36 Aquilae

Observation data Epoch J2000 Equinox ICRS
- Constellation: Aquila
- Right ascension: 19^{h} 30^{m} 39.83606^{s}
- Declination: −02° 47′ 19.9944″
- Apparent magnitude (V): 5.02

Characteristics
- Evolutionary stage: AGB
- Spectral type: K5 III
- U−B color index: +2.03
- B−V color index: +1.75

Astrometry
- Radial velocity (R_{v}): −10.38±0.55 km/s
- Proper motion (μ): RA: +20.64 mas/yr Dec.: −10.63 mas/yr
- Parallax (π): 6.17±0.30 mas
- Distance: 530 ± 30 ly (162 ± 8 pc)
- Absolute magnitude (M_{V}): −1.01

Details
- Mass: 1.1 M_{☉}
- Radius: 75 R_{☉}
- Luminosity: 927 L_{☉}
- Temperature: 3,576 K
- Metallicity [Fe/H]: 0.09 dex
- Other designations: BD−03°4612, FK5 1509, HD 183630, HIP 95937, HR 7414, SAO 143482

Database references
- SIMBAD: data

= 36 Aquilae =

Star in the constellation Aquila

36 Aquilae (abbreviated 36 Aql) is a star in the equatorial constellation of Aquila. 36 Aquilae is its Flamsteed designation though it also bears the Bayer designation e Aquilae. With an apparent visual magnitude of 5.02, this star is faintly visible to the naked eye. It has an annual parallax shift of 6.17 mas, indicating a physical distance of 530 ly with a 30 light-year margin of error.

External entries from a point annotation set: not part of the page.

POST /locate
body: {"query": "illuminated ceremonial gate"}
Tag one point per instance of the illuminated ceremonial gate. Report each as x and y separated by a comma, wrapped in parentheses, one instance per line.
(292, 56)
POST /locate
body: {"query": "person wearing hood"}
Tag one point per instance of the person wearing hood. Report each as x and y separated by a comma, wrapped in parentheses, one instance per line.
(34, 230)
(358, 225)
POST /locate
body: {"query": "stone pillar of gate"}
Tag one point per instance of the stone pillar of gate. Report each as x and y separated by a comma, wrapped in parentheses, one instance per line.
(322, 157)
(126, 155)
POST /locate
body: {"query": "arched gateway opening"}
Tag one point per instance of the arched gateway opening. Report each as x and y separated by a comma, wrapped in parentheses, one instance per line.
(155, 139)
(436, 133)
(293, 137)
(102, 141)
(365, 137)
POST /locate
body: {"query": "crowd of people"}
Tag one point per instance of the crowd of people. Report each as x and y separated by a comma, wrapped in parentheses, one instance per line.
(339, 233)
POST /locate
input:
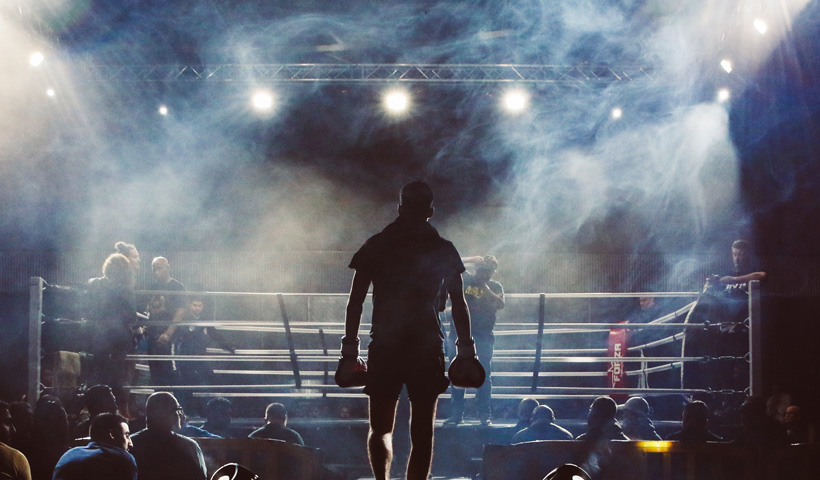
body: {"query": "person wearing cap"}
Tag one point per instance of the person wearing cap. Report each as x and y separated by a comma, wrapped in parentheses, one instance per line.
(412, 270)
(543, 427)
(635, 420)
(484, 298)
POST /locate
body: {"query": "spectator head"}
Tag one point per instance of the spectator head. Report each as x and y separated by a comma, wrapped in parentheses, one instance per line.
(793, 415)
(111, 429)
(131, 253)
(543, 414)
(162, 412)
(276, 413)
(695, 416)
(161, 269)
(218, 412)
(741, 250)
(6, 425)
(416, 200)
(100, 399)
(601, 411)
(196, 305)
(525, 409)
(118, 269)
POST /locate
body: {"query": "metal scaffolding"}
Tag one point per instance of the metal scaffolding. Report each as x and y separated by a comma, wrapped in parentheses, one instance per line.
(366, 73)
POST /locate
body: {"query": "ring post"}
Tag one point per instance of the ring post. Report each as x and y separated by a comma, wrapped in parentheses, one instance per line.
(35, 316)
(755, 340)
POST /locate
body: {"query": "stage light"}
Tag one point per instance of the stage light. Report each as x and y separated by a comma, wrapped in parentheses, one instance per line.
(568, 471)
(515, 101)
(36, 59)
(262, 100)
(396, 101)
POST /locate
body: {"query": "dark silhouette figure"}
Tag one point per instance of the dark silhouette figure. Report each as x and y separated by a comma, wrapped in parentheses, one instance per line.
(162, 454)
(106, 457)
(412, 270)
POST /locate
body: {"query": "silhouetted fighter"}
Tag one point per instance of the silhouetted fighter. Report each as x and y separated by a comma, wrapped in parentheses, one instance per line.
(408, 263)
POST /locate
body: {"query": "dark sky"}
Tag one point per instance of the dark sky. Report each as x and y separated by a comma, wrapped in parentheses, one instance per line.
(679, 172)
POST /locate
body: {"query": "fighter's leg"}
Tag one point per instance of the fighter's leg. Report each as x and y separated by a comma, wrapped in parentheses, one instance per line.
(380, 436)
(422, 417)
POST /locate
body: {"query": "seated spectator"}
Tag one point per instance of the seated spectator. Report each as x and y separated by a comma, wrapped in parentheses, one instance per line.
(162, 454)
(98, 399)
(797, 428)
(636, 422)
(218, 414)
(106, 457)
(276, 428)
(49, 438)
(13, 464)
(601, 423)
(22, 416)
(525, 409)
(695, 425)
(543, 427)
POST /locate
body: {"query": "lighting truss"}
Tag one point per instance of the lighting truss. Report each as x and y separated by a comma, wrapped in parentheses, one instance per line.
(366, 73)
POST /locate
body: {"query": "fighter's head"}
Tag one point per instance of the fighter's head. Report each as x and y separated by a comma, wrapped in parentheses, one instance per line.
(416, 200)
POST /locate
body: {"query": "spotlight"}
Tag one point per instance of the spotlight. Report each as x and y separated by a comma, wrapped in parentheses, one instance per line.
(234, 471)
(515, 101)
(36, 59)
(568, 471)
(262, 100)
(396, 101)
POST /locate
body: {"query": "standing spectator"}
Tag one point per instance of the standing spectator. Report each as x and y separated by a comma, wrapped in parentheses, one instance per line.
(484, 298)
(106, 457)
(112, 311)
(276, 416)
(98, 399)
(543, 427)
(636, 422)
(695, 425)
(525, 409)
(167, 309)
(162, 454)
(797, 428)
(13, 464)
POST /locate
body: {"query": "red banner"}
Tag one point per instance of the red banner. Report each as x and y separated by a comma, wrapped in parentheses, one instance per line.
(616, 347)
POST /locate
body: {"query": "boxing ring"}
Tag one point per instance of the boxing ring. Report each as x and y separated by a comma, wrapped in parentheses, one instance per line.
(287, 345)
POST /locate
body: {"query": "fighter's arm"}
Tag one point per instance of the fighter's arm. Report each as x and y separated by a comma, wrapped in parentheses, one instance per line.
(355, 303)
(728, 280)
(461, 314)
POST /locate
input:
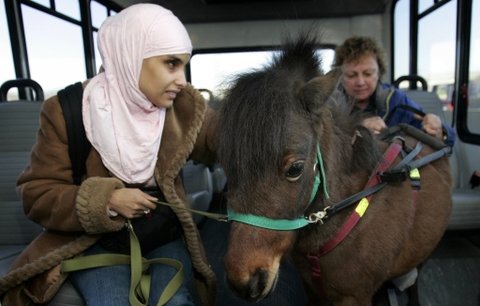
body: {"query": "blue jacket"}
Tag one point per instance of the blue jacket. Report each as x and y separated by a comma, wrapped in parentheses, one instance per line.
(384, 103)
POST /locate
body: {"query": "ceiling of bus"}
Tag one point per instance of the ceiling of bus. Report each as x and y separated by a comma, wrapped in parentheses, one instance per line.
(192, 11)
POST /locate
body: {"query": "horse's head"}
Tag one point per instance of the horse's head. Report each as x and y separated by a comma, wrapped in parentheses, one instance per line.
(270, 127)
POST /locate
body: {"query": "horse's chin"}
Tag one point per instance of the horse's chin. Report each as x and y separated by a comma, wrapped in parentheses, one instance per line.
(259, 286)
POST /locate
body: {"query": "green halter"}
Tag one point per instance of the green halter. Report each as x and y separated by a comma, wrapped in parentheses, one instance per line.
(285, 224)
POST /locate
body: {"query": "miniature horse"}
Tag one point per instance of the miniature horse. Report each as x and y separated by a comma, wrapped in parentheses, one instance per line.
(283, 132)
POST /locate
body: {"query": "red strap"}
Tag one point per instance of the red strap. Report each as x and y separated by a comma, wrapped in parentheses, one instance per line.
(314, 258)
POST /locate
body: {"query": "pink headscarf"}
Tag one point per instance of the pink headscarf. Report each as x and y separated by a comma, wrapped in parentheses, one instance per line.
(120, 122)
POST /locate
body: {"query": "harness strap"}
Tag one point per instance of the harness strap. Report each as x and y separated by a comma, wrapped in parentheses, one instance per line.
(314, 258)
(140, 280)
(388, 158)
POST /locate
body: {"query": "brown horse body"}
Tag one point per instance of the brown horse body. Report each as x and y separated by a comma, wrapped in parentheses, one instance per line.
(271, 123)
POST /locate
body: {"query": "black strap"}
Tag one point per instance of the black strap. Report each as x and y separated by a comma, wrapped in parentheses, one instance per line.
(78, 145)
(405, 107)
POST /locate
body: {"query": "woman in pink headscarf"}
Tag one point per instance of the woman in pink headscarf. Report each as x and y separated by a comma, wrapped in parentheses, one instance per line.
(143, 121)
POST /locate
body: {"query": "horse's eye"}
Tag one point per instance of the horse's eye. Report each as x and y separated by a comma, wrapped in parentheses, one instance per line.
(295, 171)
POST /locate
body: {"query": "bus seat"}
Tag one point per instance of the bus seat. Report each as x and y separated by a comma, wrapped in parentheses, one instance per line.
(18, 127)
(464, 160)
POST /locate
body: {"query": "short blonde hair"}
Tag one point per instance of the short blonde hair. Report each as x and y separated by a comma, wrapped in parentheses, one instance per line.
(356, 47)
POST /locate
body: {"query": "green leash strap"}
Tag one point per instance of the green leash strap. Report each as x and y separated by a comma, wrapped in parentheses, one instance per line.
(140, 280)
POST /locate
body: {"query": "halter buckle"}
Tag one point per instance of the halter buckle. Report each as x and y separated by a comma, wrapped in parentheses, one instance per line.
(318, 216)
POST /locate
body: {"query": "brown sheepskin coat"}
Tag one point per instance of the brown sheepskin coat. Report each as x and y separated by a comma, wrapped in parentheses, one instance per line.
(74, 217)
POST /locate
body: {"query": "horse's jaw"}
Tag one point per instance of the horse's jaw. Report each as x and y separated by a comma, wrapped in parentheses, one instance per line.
(252, 265)
(254, 286)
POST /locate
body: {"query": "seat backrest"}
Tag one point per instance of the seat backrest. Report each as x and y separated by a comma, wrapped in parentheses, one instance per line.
(19, 122)
(464, 160)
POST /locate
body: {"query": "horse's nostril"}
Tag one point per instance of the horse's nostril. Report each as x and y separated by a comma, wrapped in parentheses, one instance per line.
(257, 284)
(253, 290)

The spectrum of this star matches a stellar classification of K5 III. It is a red giant star with 54 75 times the radius of the Sun that is currently on the asymptotic giant branch. This means the star is generating energy by the fusion of hydrogen along an outer shell and helium along a concentric inner shell, surrounding an inert core of carbon and oxygen. 36 Aquilae undergoes small, periodic variations in luminosity, changing by 0.0063 magnitudes about 11.5 times per day, or once every 2 hours and 5.2 minutes.